Yes they would have allowed him on site because I own a condo in the bldg and I would have escorted the attorneys or their investigators as my guests to the exact spot of the accident to take photos. One does not need any special entrance card to enter the garage....it is an open space. Furthermore interviewing my witness asap was paramount to obtaining the necessary information as close to the incident as possible for the purpose of preservation of the facts.....as now three years have elapsed and the witness may not remember what is necessary to support my case.


 


So my question still is.....are my attorneys barred from gathering evidence and doing discovery....such as photographing the scene, such as obtaining a signed affidavit from my witness, such as submitting interrogatories to the insured even if a lawsuit has not yet been officially filed?


 


I just learned that the statute of limitations in Florida is as follows:


FSA Section 95.11(3)(a) provides that the statute of limitations period for filing a civil lawsuit in cases of negligence is four years.

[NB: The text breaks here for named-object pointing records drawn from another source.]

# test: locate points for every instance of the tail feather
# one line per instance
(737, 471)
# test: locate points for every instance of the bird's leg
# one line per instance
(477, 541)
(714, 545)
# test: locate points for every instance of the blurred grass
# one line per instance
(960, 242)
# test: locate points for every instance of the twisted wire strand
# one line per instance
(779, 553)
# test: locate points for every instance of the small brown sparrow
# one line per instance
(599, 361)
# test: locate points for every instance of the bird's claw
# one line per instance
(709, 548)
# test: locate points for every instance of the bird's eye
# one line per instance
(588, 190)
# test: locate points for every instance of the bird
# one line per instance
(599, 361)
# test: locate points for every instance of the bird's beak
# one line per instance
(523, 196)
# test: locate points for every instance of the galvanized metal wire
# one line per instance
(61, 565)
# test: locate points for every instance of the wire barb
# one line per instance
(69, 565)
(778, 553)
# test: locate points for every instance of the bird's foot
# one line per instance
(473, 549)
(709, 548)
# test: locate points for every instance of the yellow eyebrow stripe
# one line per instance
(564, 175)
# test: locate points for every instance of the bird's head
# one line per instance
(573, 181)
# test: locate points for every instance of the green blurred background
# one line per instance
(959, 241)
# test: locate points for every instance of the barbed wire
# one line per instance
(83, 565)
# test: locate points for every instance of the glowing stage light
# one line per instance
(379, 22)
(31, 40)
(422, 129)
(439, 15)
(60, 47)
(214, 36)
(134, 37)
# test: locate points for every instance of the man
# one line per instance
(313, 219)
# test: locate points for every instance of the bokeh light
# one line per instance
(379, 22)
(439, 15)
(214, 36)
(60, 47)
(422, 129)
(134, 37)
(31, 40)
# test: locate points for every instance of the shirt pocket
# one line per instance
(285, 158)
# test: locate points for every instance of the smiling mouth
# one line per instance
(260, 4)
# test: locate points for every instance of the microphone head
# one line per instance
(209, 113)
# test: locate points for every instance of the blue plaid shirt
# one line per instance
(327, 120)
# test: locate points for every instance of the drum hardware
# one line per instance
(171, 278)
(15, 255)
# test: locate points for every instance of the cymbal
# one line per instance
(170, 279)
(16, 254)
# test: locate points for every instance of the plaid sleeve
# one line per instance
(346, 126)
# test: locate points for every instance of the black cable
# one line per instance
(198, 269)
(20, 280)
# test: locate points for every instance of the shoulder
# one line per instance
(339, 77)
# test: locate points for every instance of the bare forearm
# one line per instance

So if the accident and injury occurred in March, 2010 it would appear that the attorneys have until March, 2014 to file suit.

Please let me know if they were barred by law from doing discovery as described above in the absence of having filed suit.
Thank you for the additional information.

There is absolutely no legal reason that your attorney could not have begun an investigation, including photos and witness interviews, without having filed suit. There is no requirement that a lawsuit is pending.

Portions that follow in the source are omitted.